The four officers/fund-raisers — Puni Kukahiko, Marques Marzan, Casey Kaylor and Heather Sorum — did a great job, according to their professor, Gaye Chan. "Actually, we had a fantastic group this year, everyone participated. It was an opportunity for them to experience what it's like to be an artist in the world," said Chan.

The exhibit consists of works in painting, printmaking, fiber, photography, graphic design, glass, ceramics, sculpture, inter-media, and installation. As these students were in art classes around the time of the Sept. 11 terrorist attacks, it is heart-rending to see the threads of the tragedy that appear in their art work.

In "Awakening The Furies," Andrew M. Currivan sets a stage for slaughter in ceramic. Slab-built flat bodies lie on the floor like outlines for a criminal investigation. A gun is posted above them. A life-sized, terra-cotta-colored closed box with a viewing slot houses a face half-covered by a white cloth eerily spotlighted from above. "Why is it that people look upon the death of others as a victory for their cause or justification of their beliefs? ... What causes violence and what is the result of violence?" Currivan writes in his artist statement.
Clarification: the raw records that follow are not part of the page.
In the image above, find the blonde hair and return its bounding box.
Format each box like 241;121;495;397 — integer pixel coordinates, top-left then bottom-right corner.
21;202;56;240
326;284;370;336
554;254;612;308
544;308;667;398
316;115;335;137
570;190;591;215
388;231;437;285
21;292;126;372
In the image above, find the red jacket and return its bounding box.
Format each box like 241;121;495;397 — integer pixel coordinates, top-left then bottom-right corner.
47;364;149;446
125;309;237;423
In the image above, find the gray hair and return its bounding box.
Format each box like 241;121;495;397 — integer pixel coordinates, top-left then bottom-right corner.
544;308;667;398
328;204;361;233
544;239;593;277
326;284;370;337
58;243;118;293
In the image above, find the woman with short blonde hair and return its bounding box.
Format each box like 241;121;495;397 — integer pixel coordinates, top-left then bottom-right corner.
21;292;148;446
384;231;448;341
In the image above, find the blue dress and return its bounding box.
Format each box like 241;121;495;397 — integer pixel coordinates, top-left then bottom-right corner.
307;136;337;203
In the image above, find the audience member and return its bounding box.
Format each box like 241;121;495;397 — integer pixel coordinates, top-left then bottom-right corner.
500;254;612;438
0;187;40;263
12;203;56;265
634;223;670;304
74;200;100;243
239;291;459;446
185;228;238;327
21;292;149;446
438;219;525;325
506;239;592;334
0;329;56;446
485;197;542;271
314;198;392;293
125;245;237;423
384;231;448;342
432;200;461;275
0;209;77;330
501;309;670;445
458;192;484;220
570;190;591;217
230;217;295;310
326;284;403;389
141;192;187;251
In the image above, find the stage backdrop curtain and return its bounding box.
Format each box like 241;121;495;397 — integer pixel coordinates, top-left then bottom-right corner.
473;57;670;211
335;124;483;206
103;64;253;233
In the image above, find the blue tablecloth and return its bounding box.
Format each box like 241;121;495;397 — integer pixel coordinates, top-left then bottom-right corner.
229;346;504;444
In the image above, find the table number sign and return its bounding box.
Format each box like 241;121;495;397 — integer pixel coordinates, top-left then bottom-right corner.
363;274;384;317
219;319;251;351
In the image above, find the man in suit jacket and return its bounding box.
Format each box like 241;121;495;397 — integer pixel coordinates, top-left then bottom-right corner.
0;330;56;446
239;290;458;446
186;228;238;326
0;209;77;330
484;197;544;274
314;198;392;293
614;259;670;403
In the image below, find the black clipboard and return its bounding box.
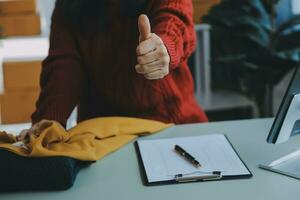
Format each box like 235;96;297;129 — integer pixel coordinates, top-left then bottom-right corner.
134;134;253;186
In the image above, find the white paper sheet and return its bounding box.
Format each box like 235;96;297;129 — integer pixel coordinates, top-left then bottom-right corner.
138;134;250;183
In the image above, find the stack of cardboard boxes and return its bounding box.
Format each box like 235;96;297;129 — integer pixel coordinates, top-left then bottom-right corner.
0;0;41;36
0;0;41;124
193;0;221;24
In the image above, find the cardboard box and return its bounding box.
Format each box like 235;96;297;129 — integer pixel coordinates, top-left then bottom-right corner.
0;0;36;15
193;0;221;24
0;14;41;36
0;90;39;124
3;61;42;91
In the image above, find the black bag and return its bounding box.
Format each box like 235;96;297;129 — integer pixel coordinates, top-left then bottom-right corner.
0;149;90;192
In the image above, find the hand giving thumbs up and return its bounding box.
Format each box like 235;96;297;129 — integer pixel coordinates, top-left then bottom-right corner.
135;15;170;80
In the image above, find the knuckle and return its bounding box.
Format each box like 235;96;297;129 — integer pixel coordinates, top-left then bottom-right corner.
136;46;142;55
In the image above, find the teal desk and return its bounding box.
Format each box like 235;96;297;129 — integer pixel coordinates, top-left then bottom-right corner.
0;119;300;200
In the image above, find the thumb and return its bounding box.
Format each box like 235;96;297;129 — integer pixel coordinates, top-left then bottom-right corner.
138;15;151;42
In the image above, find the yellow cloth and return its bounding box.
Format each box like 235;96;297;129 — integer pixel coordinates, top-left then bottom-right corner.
0;117;172;161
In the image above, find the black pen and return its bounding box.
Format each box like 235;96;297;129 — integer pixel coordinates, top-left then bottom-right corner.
174;145;201;168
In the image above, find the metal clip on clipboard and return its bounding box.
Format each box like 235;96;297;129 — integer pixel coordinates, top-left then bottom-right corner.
175;171;222;183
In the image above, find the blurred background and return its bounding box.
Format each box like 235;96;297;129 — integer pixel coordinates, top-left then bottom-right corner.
0;0;300;124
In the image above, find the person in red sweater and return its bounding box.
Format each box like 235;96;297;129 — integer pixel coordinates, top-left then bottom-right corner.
17;0;207;140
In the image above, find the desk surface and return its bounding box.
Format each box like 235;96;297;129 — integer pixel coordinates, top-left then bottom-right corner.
0;119;300;200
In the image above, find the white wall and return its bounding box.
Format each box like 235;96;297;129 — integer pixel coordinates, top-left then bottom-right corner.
37;0;56;36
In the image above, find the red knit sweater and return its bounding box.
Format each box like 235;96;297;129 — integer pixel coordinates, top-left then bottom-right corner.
32;0;207;125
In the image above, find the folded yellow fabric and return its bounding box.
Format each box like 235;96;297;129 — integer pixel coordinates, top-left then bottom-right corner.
0;117;172;161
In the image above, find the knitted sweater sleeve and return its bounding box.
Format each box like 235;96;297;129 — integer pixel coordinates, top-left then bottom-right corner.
31;8;84;126
149;0;196;69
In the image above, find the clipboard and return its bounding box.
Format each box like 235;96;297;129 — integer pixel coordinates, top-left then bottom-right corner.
135;134;253;186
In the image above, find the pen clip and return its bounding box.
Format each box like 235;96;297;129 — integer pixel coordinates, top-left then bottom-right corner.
175;171;222;183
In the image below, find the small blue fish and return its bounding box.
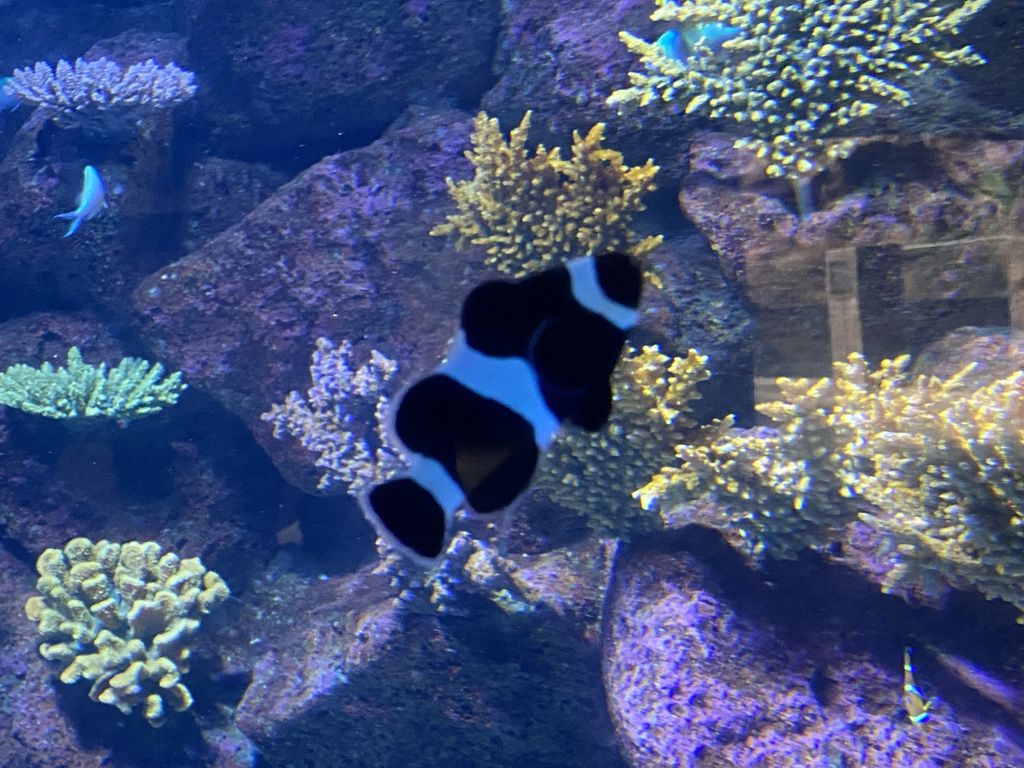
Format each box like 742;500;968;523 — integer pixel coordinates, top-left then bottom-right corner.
903;648;935;725
654;22;740;61
53;165;106;238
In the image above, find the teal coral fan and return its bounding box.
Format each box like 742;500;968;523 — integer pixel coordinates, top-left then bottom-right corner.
0;347;187;420
637;354;1024;611
608;0;989;179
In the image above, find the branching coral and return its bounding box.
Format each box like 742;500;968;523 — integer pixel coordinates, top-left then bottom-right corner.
0;347;188;420
608;0;989;179
260;338;398;495
539;346;710;537
25;539;229;726
430;112;662;276
3;57;196;133
636;355;1024;610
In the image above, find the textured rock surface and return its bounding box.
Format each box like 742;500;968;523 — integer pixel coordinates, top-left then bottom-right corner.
134;112;482;492
193;0;499;159
229;547;622;768
604;528;1024;768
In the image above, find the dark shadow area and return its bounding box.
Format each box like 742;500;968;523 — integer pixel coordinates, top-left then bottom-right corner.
52;680;213;768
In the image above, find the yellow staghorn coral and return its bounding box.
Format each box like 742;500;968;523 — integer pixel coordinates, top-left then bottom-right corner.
25;539;229;726
636;354;1024;611
538;346;711;538
430;112;662;278
608;0;989;179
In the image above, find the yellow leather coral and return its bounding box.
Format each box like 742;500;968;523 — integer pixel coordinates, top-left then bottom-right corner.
25;539;229;726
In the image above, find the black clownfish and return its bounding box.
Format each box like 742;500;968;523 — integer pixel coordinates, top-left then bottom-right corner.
359;253;643;566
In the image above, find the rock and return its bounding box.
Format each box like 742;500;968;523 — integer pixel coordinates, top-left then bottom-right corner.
134;111;483;493
226;546;622;768
603;527;1022;768
191;0;499;160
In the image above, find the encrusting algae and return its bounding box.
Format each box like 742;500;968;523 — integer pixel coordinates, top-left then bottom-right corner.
608;0;989;180
430;112;662;278
636;354;1024;611
25;539;230;726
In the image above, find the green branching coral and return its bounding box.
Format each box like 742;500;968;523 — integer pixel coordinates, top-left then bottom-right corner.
25;539;229;726
636;354;1024;611
538;346;711;537
608;0;989;179
0;347;187;419
430;112;662;276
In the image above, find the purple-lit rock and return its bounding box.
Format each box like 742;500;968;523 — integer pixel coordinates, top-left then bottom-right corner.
227;545;622;768
191;0;500;157
604;528;1021;768
679;133;1024;290
134;105;483;493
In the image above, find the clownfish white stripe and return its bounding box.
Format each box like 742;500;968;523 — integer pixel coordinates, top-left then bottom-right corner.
359;253;643;566
409;454;466;518
437;331;560;450
565;259;640;331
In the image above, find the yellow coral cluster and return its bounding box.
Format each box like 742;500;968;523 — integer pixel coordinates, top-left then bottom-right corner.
430;112;662;278
636;354;1024;611
843;357;1024;622
538;346;711;537
608;0;989;179
25;539;229;726
634;370;857;558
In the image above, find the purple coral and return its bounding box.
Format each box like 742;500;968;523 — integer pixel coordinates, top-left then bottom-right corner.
260;337;398;495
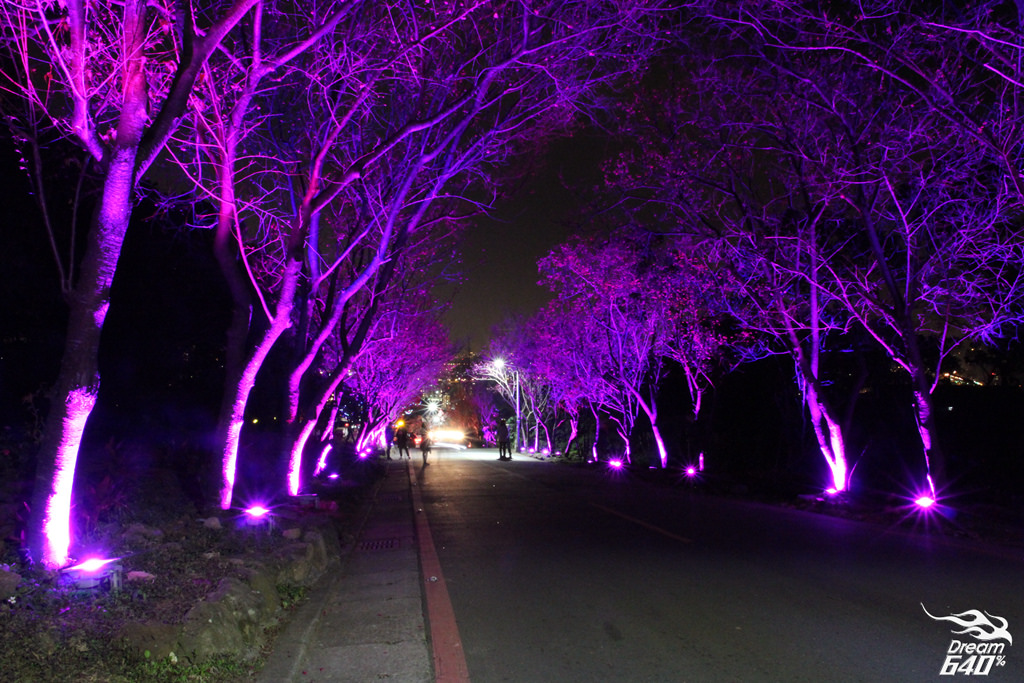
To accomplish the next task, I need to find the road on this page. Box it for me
[416,450,1024,683]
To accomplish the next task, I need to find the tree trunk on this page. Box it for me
[217,258,302,510]
[29,53,146,569]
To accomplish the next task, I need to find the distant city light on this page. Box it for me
[245,505,270,519]
[430,429,466,441]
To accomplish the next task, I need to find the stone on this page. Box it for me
[0,569,22,600]
[118,622,180,660]
[180,577,263,660]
James Nakamura and Maurice Radke addressed the attention the tragedy drew in the media (as it pertained to images and information) in their design works.

"What holds us together yet keeps us apart?" writes Heather Sorum. "What type of walls do societies create in order to separate and segregate, causing people to move in certain ways?" Her powerful yet fragile sculpture, "Held Apart," consists of large, jagged, transparent pieces of slumped, acid-etched and engraved sheet glass held together by a thick rope.

Lisa Nagagawa's "Reconstruction" is a sculpted figure made of copper wire and chopsticks. It focuses the issue more personally, "Breaking down the facade upon which I rediscover and reconstruct myself," she writes in her statement.

Brad Uyehara expresses the pain of change in his black-and-white photographs, "Waialua," which mark the end of a way of life with the closure of the sugar mill.

There is light, hope and beauty in the exhibit as evidenced in the mystical painting "Firefly" by Ayako Iwasaki and illuminations in the darker works of Alicia Leela Logan.

The installation of Marques H. Marzan's "Lines in Time" is a true gift. The wall shadows of this large multitoned cyclical fiber work are as exciting as the piece itself.

It is unfortunate that the entire show was not installed with this level of brilliance. Some of the paintings and graphic design works were hung too high for comfortable viewing. The relationship in the placement of works and the overall consistency may have been a difficult detail to address, but presentation is no less important than the quality of the work.

It is still a show worth seeing and listening to.

More pieces to see

Across from the main gallery at UH is the Commons Gallery. Inside the small space resides the Awards and Scholarships exhibit. This installation is a bit more refined and consistent.

A few of the students mentioned above were given awards and have additional art works on display here.

The sculptural glass work of Fletcher "Kip" Howe, "Transcendence," is a complicated integration of glass and metal.

Mark Miyamoto's "Salvaging Hope" in ceramic echoes the tragedy of Sept. 11, while Makai JHK Tubbs' dark abstract painting, "Addiction," addresses another.

The printmaking work of James Connor in both exhibits is praiseworthy.

These exhibits exemplify the promise and integrity of many young artists. We can only hope they will continue to grow, explore and express their visual voices.